Returnee Alberto Carvalho, plus Frank Edelblut, Eric Hanushek, Reginald McGregor, Martin West, Grover J. "Russ" Whitehurst, and Carey Wright.
It's the reformster-heavy kind of group you would expect from DeVos. If the Curmudgucation Institute had a graphics department, they would totally be working on some sort of Snow White and the Seven Dwarfs art.
Hanushek is an economist specializing in linking children's earnings to teacher effectiveness (I mean, what else could it be, right?) and who just recently mused that teacher pay should be linked to measures of teacher effectiveness, even though we don't have any.

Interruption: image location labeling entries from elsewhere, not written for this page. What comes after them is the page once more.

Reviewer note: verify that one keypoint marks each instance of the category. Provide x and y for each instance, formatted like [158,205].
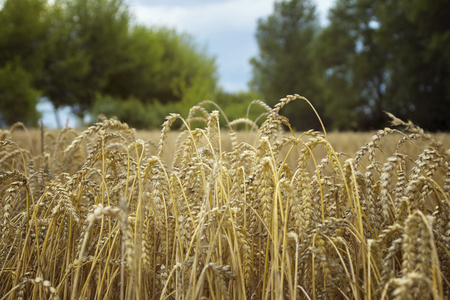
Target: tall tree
[285,63]
[23,30]
[18,98]
[416,39]
[165,66]
[378,56]
[351,62]
[87,46]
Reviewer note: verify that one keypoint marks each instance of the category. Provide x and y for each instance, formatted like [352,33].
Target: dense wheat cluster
[101,215]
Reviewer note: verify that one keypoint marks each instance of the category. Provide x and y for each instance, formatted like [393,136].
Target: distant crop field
[213,213]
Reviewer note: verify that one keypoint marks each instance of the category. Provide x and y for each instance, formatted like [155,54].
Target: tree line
[371,56]
[90,55]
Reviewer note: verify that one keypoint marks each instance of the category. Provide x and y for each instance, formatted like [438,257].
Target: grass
[218,214]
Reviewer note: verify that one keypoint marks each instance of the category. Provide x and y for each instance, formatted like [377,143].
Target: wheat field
[212,213]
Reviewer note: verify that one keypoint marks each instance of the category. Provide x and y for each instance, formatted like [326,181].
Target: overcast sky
[226,27]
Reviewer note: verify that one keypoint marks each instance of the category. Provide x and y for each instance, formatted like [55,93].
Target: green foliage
[373,56]
[18,99]
[163,65]
[23,30]
[76,50]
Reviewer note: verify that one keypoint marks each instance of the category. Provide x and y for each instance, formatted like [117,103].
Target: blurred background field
[347,143]
[140,60]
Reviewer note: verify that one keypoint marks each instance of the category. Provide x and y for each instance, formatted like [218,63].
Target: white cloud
[227,27]
[206,19]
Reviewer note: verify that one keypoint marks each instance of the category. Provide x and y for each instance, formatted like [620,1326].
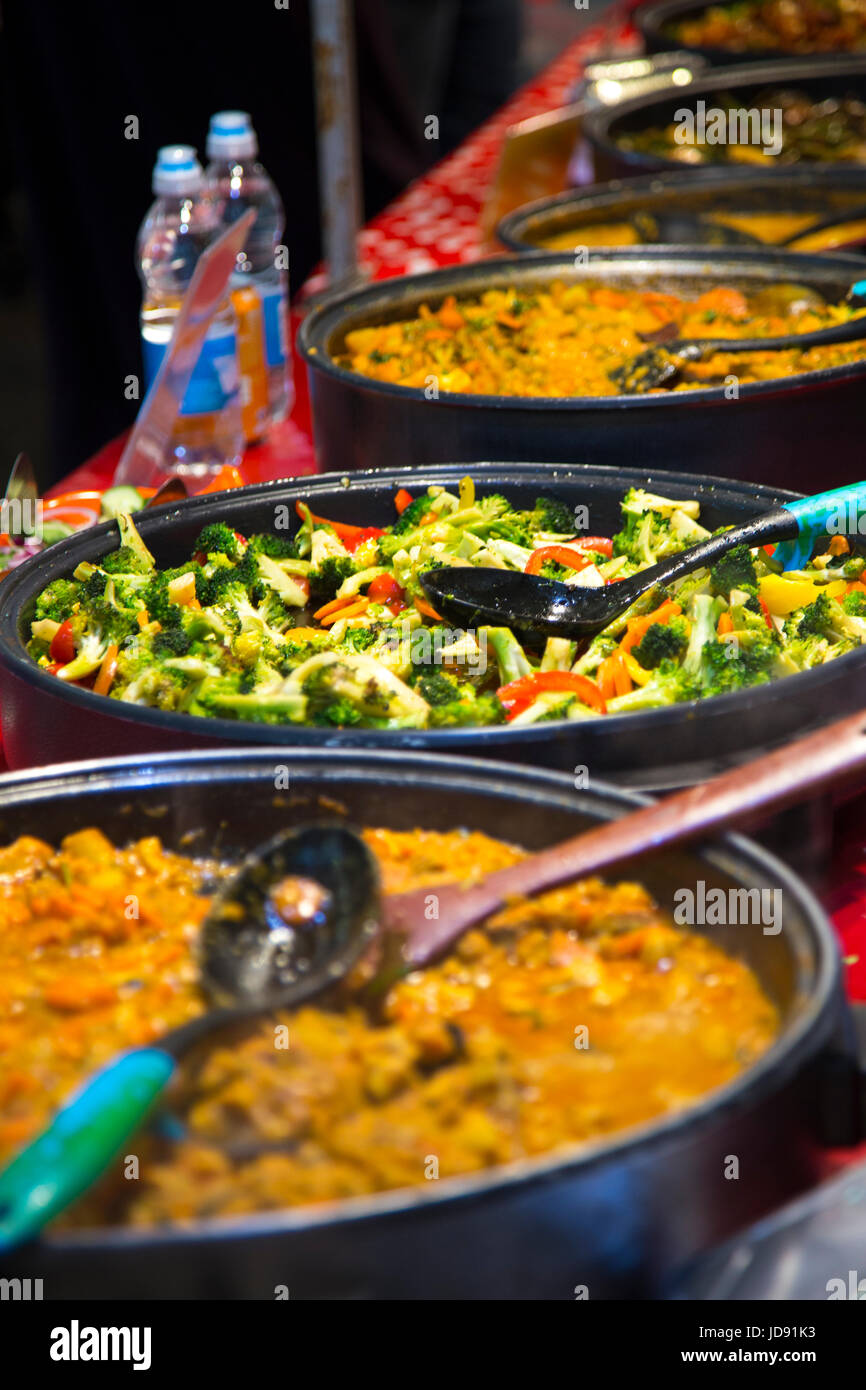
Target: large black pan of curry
[784,431]
[47,720]
[608,1216]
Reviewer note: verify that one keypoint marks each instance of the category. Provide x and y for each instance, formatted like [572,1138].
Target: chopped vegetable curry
[332,627]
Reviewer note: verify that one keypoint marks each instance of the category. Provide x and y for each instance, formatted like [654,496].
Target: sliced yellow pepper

Whitehurst is, for me, a mixed bag. A Brookings guy (boo) who once did a pretty good job of trying to get DeVos to say non-dumb things about choice (yay), but whose name is also on a "report" that argues we should test more (boo) and that when it comes to teacher evaluation, administrator observations should be more like VAM (booooo).
West is a professor at Harvard's uber-reformy GSE and editor-in-chief of Education Next, the Harvard GSE publication that carries work from the Fordham-AEI-Bellwether axis of reformsterdom. He's a Massachusetts state ed board member, too.
Wright is the chief state school officer for Mississippi, a state that is pretty awful when it comes to education, but they got their NAEP scores to go up, so she's an expert now. She's a Broadie, too.
McGregor is a "business representative" whose day job is the manager of engineering employee development and STEM outreach in the Research & Technology Strategy Group at Rolls-Royce Corporation in Indianapolis and he serves on a school board.
Edelblut is the real clunker here. Businessman, venture capitalist, and one-term state representative, then he ran for governor, lost in the primary and threw his weght behind Chris Sununu, who rewarded him with the education commissioner job. Edelblut has no actual education background; he didn't even serve on an education committee during his single term, and his kids are homeschooled. As commissioner, he has backed all manner of choice and vouchers and has happily signed up for as many DeVosian Freedom Bucks as he can get.
Oh, and Carvalho is the superintendent in Miami-Dade. You know DeVos isn't going to let a Florida guy go.
I have no idea how much mischief this crew can actually wreak, but it's not a group that I'm excited about having close to any educational policy activity. Add it to your list of reasons for not taking NAEP results so very seriously.